Il mio indirizzo email campeggia in cima a questa pagina ormai da dieci anni; questo semplice fatto ha dato luogo a un dialogo tra me e quelli di voi che hanno deciso di scrivermi. La gran parte della posta che mi arriva è in qualche modo legata agli argomenti che tratto, e si divide equamente in quella concorde (meno divertente da leggere ma assai gratificante) e quella critica, quasi sempre circostanziata e mai completamente inutile (a parte quando ho scritto un pezzo in cui sfotticchiavo amabilmente i vegetariani, alcuni dei quali se la sono presa moltissimo; da cui ho dedotto che non mangiare carne forse danneggia il senso dell’ironia). Ce n’è poi un terzo tipo, più raro ma sempre sorprendente: sono i messaggi di quelli a cui sono simpatico, o che in qualche modo mi vedono come un fratello maggiore, che mi scrivono dei loro problemi, delle loro perplessità e sogni, a volte addirittura chiedendomi consigli. Nell’ultimo mese mi sono arrivate ben tre email che chiedevano la mia opinione su un argomento da sempre assai dibattuto dagli esordienti: i concorsi per giovani musicisti.
Esistono due generi di concorso musicale per esordienti, pubblici e privati. Quelli pubblici di solito sono le classiche manifestazioni paravento, che le amministrazioni pubbliche più pigre organizzano per poi poter dire di avere a cuore i giovani e la musica. A un Comune o una Regione infatti, organizzare una cosa del genere costa pochissimo: si stampa una brochure, arrivano i demo, si mette insieme una “giuria di esperti” (che può contenere di tutto, dal figlio del Sindaco al direttore della banda del paese, passando da “noti DJ della regione” o a ministar della critica musicale locale), si selezionano i migliori dieci (o si elencano i dieci più raccomandati) che si esibiranno nella seratona finale. La quale ha un’economia fissa e a suo modo perfetta: il teatro (solitamente pubblico, e quindi gratuito) si riempie di parenti e amici paganti delle band – che naturalmente suoneranno gratis.
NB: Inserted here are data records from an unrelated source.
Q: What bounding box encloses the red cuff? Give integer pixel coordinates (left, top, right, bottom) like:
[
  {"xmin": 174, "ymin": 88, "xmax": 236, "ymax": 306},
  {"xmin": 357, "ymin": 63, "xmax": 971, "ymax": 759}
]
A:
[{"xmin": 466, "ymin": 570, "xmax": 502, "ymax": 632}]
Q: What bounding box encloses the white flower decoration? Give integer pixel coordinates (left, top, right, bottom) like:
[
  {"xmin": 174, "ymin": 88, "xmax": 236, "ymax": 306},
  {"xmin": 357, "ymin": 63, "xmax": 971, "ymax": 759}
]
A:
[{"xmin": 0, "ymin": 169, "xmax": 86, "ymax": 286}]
Investimento zero, ritorno d’immagine discreto per il politico che organizza.
Quelli organizzati da privati funzionano in modo simile ma, se possibile, ancora più sfigato. Abitualmente sono indetti da piccoli editori musicali, da mobilieri d’assalto che, esaurita l’offerta “tutto al 50%” sperano così di allargare il proprio giro, o da oscure associazioni culturali con nomi da parrocchia tipo “un canto per il sole 2000”. Abitualmente c’è di mezzo una radio, la più improbabile della zona e comunque una che non trasmetterebbe mai non dico i gruppi in concorso, ma nemmeno le band a cui si ispirano. Il privato di solito ha una giuria lievemente più di profilo, ma del profilo sbagliato: ex star sul viale del tramonto o vippame tv di quinta categoria – gente a cui della musica non interessa, che è li per tutte altre ragioni. La seratona finale, sempre a pagamento, è totalmente incartata dallo sponsor e le band sono evidentemente l’ultima preoccupazione degli organizzatori. Ho visto coi miei occhi un premio consegnato alla band direttamente dal proprietario dell’azienda che, dopo avergli fatto brevemente ringraziare gli organizzatori (cioè lui stesso), li ha lungamente intrattenuti sulle qualità del suo prodotto.
Una cosa hanno in comune tutti i concorsi per giovani musicisti, una che chiarisce esattamente quanto valga parteciparci: il premio. E invariabilmente, quando vai a leggere, scopri che non si vince mai una mazza. Il miglior premio resta “la registrazione e pubblicazione di un CD”, anche se poi sappiamo che non verrà distribuito né pubblicizzato e che quindi non contribuirà al percorso professionale del gruppo. Tra i premi più esilaranti di cui ho sentito ultimamente c’è il sempreverde “La possibilità di esibirsi di fronte a un audience di addetti ai lavori, manager e discografici” (che non solo non serve a nulla, ma che costituisce certamente il peggior pubblico immaginabile) e l’incredibile “Il vincitore vedrà pubblicate quattro sue canzoni su internet, con fotografia e bio-storia dell’artista”. Cioè praticamente vinci un myspace, che è gratis, ma senza il networking. Insomma, a me i concorsi musicali mi sembrano un pacco, ma nel dubbio guardate cosa si vince e, se non sono soldi liquidi o partite di prosciutto, pensateci due volte.